Fabien ABRASSART, Si je t’oublie : poème, préface de Philippe Lekeuche, peintures de Marie Alloy, L’Herbe qui tremble, 2017, 64 p., 13 €, ISBN : 9782918220442
« S’il n’émeut le salaud à quoi bon le poète » : Fabien Abrassart résume ici le dilemme qu’Adorno formulait ainsi : « Comment encore écrire de la poésie après Auschwitz ? ». Auschwitz a en effet prouvé l’échec de la culture allemande, européenne, occidentale : après Auschwitz et dans cette culture, il ne peut y avoir d’art que selon Auschwitz, en fonction d’Auschwitz. Aucune image ne peut masquer Auschwitz. Après le nazisme, tout langage est devenu problématique.
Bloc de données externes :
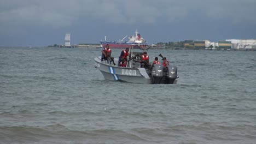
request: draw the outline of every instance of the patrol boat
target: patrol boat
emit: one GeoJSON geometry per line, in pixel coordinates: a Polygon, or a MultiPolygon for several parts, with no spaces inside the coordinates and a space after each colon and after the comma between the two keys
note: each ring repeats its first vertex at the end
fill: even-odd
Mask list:
{"type": "MultiPolygon", "coordinates": [[[[126,67],[118,67],[118,58],[112,57],[101,61],[101,56],[96,57],[95,67],[100,70],[106,80],[121,81],[130,83],[146,84],[176,84],[178,81],[177,68],[149,63],[148,67],[141,68],[141,55],[151,46],[141,47],[139,45],[129,48],[126,67]],[[139,51],[136,51],[139,50],[139,51]]],[[[159,55],[162,56],[161,55],[159,55]]]]}

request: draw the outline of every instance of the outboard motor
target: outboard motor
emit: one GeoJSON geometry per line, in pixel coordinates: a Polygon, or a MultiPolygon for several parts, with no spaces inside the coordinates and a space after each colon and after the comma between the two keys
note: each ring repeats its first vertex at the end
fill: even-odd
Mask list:
{"type": "Polygon", "coordinates": [[[154,64],[152,68],[152,79],[153,84],[161,83],[164,76],[164,66],[162,64],[154,64]]]}
{"type": "Polygon", "coordinates": [[[177,68],[175,66],[168,65],[166,71],[165,83],[172,84],[177,78],[177,68]]]}

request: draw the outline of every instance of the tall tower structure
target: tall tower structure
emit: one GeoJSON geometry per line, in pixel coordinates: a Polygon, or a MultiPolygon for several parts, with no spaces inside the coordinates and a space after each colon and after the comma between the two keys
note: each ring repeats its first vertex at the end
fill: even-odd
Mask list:
{"type": "Polygon", "coordinates": [[[66,33],[65,36],[65,46],[70,46],[70,33],[66,33]]]}

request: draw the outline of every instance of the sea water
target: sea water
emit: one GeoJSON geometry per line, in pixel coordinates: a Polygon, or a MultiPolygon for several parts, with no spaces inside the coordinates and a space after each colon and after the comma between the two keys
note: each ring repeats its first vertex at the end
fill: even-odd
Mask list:
{"type": "Polygon", "coordinates": [[[149,49],[179,78],[146,85],[105,80],[101,50],[1,47],[0,143],[255,143],[256,52],[149,49]]]}

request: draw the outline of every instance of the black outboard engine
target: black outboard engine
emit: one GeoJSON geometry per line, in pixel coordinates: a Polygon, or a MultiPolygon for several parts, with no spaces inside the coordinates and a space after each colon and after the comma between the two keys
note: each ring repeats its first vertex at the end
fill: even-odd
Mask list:
{"type": "Polygon", "coordinates": [[[175,66],[168,65],[166,69],[165,83],[173,84],[177,78],[177,68],[175,66]]]}
{"type": "Polygon", "coordinates": [[[164,66],[162,64],[154,64],[152,68],[152,79],[153,84],[162,83],[162,78],[165,76],[164,66]]]}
L’autre pôle dialectique du livre d’Abrassart, c’est la référence à Jérusalem, nom qui évoque le culte du dieu des Cananéens, Shalem, divinité de la création, de l’exhaustivité et du soleil couchant. L’étymologie de la ville repose sur deux racines chaldéennes : YeRu (la demeure, la ville) et ShLM (qui a donné les mots, en hébreu et en arabe, shalom et salaam, dont la signification actuelle est « paix », mais dont le sens originel était la complétude, l’achèvement).
La citation du prophète Joël, 1, 2-3, placée en exergue signale la dialectique barbarie/culture qui est la colonne vertébrale structurante du poème : la mémoire et sa transmission. Thème rappelé dans les deux parties : « Mnémosyne au cachot » et « Retrouvailles », la première traitant de la brisure, la seconde d’un éventuel (r)accord. Mnémosyne, divinité grecque de la mémoire, est la fille d’Ouranos (le ciel) et de Gaia (la terre). Elle aurait inventé les mots, le langage et donné un nom à chaque chose. Qu’elle soit dite « au cachot » est une manière de désigner l’impensable de la mort planifiée de manière industrielle et des conséquences de l’assassinat de la parole. Éradiquer industriellement la parole, c’est supprimer la possibilité même de la civilisation. Mais ne pas assurer témoignage et devoir de mémoire, c’est aussi empêcher l’être humain, de génération en génération, de prendre la mesure du questionnement métaphysique qui le caractérise.
Fabien Abrassart, poète discret, qui aime le retrait et l’effacement, non pour la pose, mais par scrupule d’honnêteté face à son art, possède une voix stylistique originale : outre sa grande sensibilité musicale, sa parfaite maîtrise des formes classiques autant que de la déconstruction, son vocabulaire mixant termes recherchés autant que brutalement vulgaires, il possède un humour cruel, une capacité de distanciation et en même temps d’empathie, trahissant une profonde sensibilité. Si « le poème ici-bas nous justifie », le poète affronte, par des pirouettes grimaçantes ou des aveux étranglés, le gouffre de l’impuissance face à ce qui se dérobe : l’accord de la chair avec l’esprit, en un temps d’apocalypse, dont il dit qu’elle serait à réécrire. Situant l’enjeu de ce combat avec soi-même ou avec l’Ange, dont on sait depuis Rilke, qu’il est « terrible » (« schrecklich » écrit Philippe Lekeuche dans son intelligente et sensible préface), il définit la poésie de notre temps comme nécessairement portée à témoigner, fût-ce à partir de la cicatrice : « La perfection c’est trop facile/Je veux l’erreur et le difforme/On rimera d’Apollinaire/Son turban blanc rides rideau ». Pour Fabien Abrassart, l’exercice de la poésie nous rappelle que, depuis cet indicible où nous sommes, nous demeurons humains par notre faculté de parole, notre capacité à nouer un lien avec l’Autre.